Saturday, November 15, 2014

Blogging

I don't blog as much as I used to and I'm troubled by it.

I've often wondered, 'What if I reach a certain age, say 30 or 40 years old, and I look back at this blog and marvel at all this writing I've done'. In other words, I fear what I'll become in the future, and that my relationship with reading and writing will be a mere fluke in the story of my life.

Why is that such a problem? Why do I have this idea that reading and writing is an integral part of a good life?

Lately I've found that my desire to write is being subsumed by my desire to reflect.

My desire to write was previously wrapped up with a need to be accepted, a need to be praised, a need to fit in. Homelessness has been a problem for me. I've not felt like I've belonged anywhere in quite a long time. Though I wasn't conscious of this when I applied to graduate school, I really wanted that to be a home for me. A place where I would be greeted and protected in a certain way. I don't know if it could have served that function for me, but I assumed it would. I'm not sure why.

Now that that world is less of a priority (or possibility) for me I no longer think of my writing in the same way.

My real business is reflection. My real business is taking care of myself and keep tracking of myself. My business is paying attention.

Is blogging a way for me to pay attention? Does it aid me in my goal of being reflective?

I think so.

I am currently working on an essay that I'm really enjoying. It's been a lot of fun. Same authors (Clausewitz, Collingwood, MacIntyre, etc.), but lots of new thoughts, new ideas. It feels great. It pushes me in my day to day life, it keeps me sharp, it provides me with 'aha' moments in which I feel like I've made a break through.

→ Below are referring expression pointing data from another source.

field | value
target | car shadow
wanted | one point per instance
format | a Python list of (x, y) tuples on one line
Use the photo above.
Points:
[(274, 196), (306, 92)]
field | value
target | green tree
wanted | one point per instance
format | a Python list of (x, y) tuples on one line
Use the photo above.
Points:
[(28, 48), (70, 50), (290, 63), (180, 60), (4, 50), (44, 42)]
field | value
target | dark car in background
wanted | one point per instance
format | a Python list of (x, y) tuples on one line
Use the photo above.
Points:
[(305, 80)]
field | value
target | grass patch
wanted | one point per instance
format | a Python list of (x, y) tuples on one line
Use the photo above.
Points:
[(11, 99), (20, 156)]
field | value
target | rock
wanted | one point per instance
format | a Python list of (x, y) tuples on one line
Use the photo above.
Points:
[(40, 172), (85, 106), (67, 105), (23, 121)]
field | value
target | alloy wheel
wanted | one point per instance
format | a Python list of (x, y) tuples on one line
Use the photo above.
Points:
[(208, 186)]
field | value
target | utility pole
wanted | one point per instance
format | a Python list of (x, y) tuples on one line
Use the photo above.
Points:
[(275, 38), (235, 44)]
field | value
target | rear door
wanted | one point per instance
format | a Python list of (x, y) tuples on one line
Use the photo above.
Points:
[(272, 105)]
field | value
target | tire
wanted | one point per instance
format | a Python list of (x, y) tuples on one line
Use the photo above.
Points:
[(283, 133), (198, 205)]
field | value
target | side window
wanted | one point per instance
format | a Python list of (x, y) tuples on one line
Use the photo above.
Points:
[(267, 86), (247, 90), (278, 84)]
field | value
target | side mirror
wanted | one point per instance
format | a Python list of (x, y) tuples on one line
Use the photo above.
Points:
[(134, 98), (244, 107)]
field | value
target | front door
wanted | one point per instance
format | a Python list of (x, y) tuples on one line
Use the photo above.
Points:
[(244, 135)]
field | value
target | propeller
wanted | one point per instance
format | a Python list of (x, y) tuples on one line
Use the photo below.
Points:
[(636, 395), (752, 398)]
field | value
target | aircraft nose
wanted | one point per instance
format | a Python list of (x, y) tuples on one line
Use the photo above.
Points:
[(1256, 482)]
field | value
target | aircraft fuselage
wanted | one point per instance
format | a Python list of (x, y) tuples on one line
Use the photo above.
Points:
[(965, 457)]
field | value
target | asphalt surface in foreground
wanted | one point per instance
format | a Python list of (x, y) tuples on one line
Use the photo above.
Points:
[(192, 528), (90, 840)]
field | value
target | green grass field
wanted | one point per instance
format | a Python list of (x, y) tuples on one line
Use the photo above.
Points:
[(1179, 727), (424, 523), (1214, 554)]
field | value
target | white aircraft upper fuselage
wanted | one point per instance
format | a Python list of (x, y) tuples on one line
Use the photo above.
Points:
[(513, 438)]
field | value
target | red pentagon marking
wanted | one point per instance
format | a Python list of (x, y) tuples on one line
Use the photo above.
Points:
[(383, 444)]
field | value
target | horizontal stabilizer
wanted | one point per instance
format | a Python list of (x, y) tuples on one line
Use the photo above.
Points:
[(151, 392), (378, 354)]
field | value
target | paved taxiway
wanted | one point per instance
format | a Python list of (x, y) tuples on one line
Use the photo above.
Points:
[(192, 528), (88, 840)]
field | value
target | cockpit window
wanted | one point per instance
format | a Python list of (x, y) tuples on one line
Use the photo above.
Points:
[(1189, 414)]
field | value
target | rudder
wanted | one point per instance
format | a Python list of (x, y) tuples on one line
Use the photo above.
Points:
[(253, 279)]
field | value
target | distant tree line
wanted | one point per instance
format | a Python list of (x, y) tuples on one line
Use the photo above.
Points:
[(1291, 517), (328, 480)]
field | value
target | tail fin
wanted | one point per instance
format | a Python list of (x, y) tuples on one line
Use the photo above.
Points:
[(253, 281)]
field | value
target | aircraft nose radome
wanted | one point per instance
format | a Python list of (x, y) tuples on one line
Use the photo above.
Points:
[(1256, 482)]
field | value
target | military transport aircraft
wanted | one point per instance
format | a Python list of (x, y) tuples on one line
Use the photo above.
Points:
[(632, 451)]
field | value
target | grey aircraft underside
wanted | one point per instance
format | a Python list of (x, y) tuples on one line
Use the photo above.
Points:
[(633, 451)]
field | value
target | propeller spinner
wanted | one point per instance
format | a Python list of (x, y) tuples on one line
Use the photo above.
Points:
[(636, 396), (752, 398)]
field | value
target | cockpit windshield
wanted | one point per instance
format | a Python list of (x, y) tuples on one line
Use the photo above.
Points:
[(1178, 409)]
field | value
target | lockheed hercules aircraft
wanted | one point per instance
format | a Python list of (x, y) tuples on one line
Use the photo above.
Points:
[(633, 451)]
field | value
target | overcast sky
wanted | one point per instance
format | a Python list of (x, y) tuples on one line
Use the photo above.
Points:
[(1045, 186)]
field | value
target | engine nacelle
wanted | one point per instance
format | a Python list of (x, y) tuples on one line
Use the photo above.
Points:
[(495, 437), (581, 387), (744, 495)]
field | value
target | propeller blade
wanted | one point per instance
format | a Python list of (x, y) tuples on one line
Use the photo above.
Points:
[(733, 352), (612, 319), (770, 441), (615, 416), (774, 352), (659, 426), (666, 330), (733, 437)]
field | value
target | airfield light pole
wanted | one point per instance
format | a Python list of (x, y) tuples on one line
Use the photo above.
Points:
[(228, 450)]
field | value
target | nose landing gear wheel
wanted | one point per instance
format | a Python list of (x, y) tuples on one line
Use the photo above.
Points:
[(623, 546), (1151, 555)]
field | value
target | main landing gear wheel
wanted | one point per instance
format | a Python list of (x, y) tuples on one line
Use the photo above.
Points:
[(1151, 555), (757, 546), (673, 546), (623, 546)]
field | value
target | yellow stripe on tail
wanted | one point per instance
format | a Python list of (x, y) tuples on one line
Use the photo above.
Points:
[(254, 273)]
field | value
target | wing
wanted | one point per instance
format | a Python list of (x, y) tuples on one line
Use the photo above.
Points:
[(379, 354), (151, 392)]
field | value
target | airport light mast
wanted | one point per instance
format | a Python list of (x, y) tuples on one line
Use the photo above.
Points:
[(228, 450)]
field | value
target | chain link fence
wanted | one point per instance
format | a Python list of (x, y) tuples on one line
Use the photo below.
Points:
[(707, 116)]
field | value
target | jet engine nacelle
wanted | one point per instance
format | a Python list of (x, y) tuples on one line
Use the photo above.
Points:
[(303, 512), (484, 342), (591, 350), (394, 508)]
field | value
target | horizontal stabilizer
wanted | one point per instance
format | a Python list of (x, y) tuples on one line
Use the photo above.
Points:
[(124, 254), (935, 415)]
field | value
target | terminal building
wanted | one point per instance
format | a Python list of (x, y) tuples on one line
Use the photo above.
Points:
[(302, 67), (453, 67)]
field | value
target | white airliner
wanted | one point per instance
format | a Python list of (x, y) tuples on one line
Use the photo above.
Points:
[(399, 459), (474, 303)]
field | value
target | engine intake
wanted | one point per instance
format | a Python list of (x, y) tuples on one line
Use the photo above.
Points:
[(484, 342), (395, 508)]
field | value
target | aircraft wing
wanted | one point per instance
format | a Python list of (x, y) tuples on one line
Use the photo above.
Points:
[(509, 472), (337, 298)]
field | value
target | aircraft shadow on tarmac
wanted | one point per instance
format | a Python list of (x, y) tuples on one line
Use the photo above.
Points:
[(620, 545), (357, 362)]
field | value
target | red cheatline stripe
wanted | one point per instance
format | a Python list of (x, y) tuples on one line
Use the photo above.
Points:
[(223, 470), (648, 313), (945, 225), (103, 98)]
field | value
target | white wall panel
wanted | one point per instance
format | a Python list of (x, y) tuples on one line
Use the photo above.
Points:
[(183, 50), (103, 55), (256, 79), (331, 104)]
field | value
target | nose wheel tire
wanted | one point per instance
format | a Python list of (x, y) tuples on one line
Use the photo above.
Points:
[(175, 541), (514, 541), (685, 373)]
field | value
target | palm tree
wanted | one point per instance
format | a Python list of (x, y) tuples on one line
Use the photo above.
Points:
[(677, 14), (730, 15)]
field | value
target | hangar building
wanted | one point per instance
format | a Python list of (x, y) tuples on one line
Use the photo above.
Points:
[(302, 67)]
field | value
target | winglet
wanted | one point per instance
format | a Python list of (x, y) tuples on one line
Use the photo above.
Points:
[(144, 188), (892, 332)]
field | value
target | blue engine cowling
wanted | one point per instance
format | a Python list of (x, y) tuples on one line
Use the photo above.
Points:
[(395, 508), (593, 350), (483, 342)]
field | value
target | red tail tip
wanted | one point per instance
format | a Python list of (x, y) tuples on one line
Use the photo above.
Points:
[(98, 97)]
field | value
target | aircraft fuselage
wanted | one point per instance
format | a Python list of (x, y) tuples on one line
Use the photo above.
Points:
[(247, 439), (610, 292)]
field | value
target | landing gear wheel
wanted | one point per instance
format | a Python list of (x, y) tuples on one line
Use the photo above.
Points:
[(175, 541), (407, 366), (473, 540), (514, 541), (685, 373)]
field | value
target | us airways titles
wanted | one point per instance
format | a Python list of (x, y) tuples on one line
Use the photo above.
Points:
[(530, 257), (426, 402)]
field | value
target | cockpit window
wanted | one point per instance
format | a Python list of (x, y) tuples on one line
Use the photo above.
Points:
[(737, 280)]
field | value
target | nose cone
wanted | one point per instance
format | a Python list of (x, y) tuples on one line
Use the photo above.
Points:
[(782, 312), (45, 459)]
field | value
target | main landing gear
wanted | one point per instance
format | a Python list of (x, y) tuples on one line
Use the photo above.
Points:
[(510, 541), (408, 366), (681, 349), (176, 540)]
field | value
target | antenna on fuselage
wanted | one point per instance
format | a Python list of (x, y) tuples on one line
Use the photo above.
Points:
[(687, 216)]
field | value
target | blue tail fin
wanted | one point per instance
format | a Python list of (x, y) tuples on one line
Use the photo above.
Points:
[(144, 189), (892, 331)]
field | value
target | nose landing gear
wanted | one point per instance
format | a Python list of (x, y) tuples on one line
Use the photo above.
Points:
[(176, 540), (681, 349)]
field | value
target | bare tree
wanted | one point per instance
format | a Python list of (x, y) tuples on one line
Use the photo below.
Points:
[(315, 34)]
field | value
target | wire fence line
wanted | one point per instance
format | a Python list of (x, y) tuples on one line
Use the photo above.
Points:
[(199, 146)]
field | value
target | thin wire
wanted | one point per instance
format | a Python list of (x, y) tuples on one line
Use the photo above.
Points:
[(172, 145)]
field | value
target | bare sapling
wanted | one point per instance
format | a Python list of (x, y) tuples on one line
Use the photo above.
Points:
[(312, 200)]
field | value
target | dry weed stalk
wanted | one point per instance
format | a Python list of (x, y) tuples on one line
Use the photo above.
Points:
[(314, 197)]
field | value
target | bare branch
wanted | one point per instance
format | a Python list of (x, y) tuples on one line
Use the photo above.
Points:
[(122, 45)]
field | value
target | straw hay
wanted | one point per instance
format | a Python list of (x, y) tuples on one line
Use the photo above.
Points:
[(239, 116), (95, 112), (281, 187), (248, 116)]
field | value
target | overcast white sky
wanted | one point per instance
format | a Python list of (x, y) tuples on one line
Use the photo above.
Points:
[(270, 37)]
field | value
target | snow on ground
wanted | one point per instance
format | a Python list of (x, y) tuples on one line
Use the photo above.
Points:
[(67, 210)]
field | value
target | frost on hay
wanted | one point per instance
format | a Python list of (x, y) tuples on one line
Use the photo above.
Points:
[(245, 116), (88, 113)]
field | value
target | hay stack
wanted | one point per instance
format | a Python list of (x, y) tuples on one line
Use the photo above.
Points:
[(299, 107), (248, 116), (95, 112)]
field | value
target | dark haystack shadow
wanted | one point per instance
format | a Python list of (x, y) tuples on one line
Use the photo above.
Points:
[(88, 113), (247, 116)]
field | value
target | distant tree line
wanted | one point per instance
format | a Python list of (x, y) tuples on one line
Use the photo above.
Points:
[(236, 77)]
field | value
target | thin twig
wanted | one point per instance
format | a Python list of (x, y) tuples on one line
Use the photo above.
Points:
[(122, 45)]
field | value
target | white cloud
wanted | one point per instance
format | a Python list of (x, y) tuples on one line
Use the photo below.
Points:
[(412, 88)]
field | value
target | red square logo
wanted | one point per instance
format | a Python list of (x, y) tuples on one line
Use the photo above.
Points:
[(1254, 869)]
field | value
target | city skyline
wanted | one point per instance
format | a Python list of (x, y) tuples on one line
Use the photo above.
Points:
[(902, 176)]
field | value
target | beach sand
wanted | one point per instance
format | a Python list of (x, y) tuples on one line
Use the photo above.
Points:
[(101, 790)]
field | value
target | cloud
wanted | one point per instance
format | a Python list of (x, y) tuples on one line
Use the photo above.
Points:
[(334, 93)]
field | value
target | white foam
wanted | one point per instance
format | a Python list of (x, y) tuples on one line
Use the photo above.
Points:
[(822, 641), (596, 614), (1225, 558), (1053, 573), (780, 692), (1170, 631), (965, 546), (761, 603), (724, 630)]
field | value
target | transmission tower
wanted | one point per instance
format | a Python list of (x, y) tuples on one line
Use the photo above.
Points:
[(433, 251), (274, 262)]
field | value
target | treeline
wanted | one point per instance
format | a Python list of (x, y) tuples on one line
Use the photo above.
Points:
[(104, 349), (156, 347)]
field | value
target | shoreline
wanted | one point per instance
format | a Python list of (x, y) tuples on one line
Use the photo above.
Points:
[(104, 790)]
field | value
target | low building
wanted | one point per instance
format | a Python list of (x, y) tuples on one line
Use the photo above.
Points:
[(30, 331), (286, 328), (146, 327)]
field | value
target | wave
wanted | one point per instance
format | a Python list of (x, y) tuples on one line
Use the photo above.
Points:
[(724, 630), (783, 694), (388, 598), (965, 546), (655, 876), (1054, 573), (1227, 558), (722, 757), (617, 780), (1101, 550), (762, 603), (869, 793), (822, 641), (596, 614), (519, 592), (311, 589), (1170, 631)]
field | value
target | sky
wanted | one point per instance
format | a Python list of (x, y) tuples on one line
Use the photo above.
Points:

I feel pained sometimes because I think that my serious thinking will just be a fad or temporary obsession in my life. I have had (I confess) many obsessive hobbies in my past: model building, hackey sack, flat land biking, video games. I've seriously pursued a variety of hobbies throughout my relatively short life.

Will serious thinking and reflecting be yet another one of these obsessive hobbies? I suspect not. Yet I fear the answer is a yes. I fear this is just an episode in my life where I try to think seriously and where it doesn't all amount to much.

Ha.

The fear! I quote two songs for you: "Motherfuck, the fear is back. The fear is back, the fear is back. No place to hide my shamefulness, no place to hide my discontent." A lovely song by John Maus. Another song: "This fear, that lives inside of me, subsides far too infrequently."

In the last two years I've managed to identify the way that fear has dominated my life. It's been a governing emotion. How strange to acknowledge and to understand that I've been ruled by fear. Some say CREAM, cash rules everything around me. I, on the other hand, say FREAM, fear rules everything around me. I've been working hard to minimize the role of fear in my life.

I, much like Kevin McAllister, am not afraid anymore. I am ready to confront my life, whatever that means, whatever it will take.

And I know, I hope, that reflection will be a central part of it. All I can ask for is to be able to step outside myself on occassion, to maintain some perspective on myself, and to laugh and cry often.